Cryptology

From before the time of Julius Caesar up until today, secret messages have been sent. Today more than ever, ciphers are important. For example, unencrypted sensitive information sent via the internet is easy prey for those that would like to steal your assets or identity (or both).

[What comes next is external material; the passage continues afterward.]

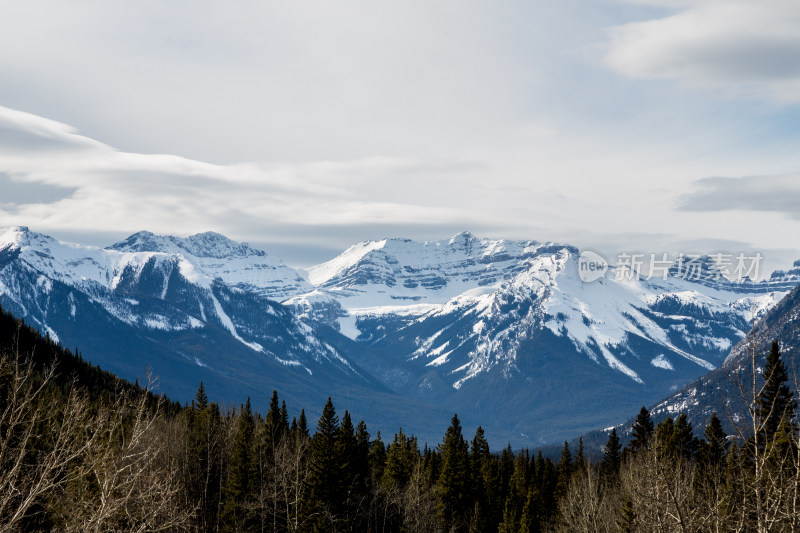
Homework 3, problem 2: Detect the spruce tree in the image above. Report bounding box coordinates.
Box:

The purpose of this lab is to explore ciphers of the form

CaP + b (mod 26),
where P is a plaintext character, gcd(a, 26) = 1, b is any integer, and C is a ciphertext character. We use letters from the English language as our plaintext characters and we assign each letter an integer from 0 to 25, as shown below.
As an example of such a cipher, we consider a = 5 and b = 12. Suppose that we would like to encipher the plaintext message
I LOVE PASCALS TRIANGLE.
First we break the plaintext message into blocks of five letters – this insures that common words such as of and the are not recognized. Broken into groups of five letters, our original message becomes
ILOVE PASCA LSTRI ANGLE.
Converting the letters into their integer equivalents, we obtain
8 11 14 21 4     15 0 18 2 0     11 18 19 17 8     0 13 6 11 4.
Using the cipher C ≡ 5P + 12 (mod 26), this becomes
0 15 4 13 6     9 12 24 22 12     15 24 3 19 0     12 25 16 15 6.
Translating back to letters, we get
APENG JMYWM PYDTA MZQPG.

The above calculations can be carried out using the group calculator or using the Zn applet. To use the Zn applet, set n to 26 and use 5 and 12 as the seeds for the triangle (make sure to enter 5 on the left and 12 on the right). The second residue in the mth row will be the result of applying our cipher (a = 5 and b = 12) to m, where 0 <= m <= 25.

Exercises

    Zn Applet
  1. Why is the second residue in the mth row of the triangle generated by 5 and 12 the result of applying the cipher with a = 5 and b = 12 to m, where 0 <= m <= 25?
  2. Which transformation will decipher the ciphertext message
    APENG JMYWM PYDTA MZQPG?
    Is such a transformation unique? Why or why not?
  3. Encipher the message
    DRINK ENOUGH COFFEE
    using the cipher C ≡ 9P + 22 (mod 26).
  4. Decipher the message
    UEYDP CVMTU PGYY
    which was enciphered using the cipher C ≡ 17P + 13 (mod 26).
  5. Find the cipher that results by applying the cipher C ≡ 9P + 22 (mod 26) to the output of the cipher C ≡ 17P + 13 (mod 26). Show that the resulting cipher is of the form CaP + b (mod 26) where gcd(a, 26) = 1.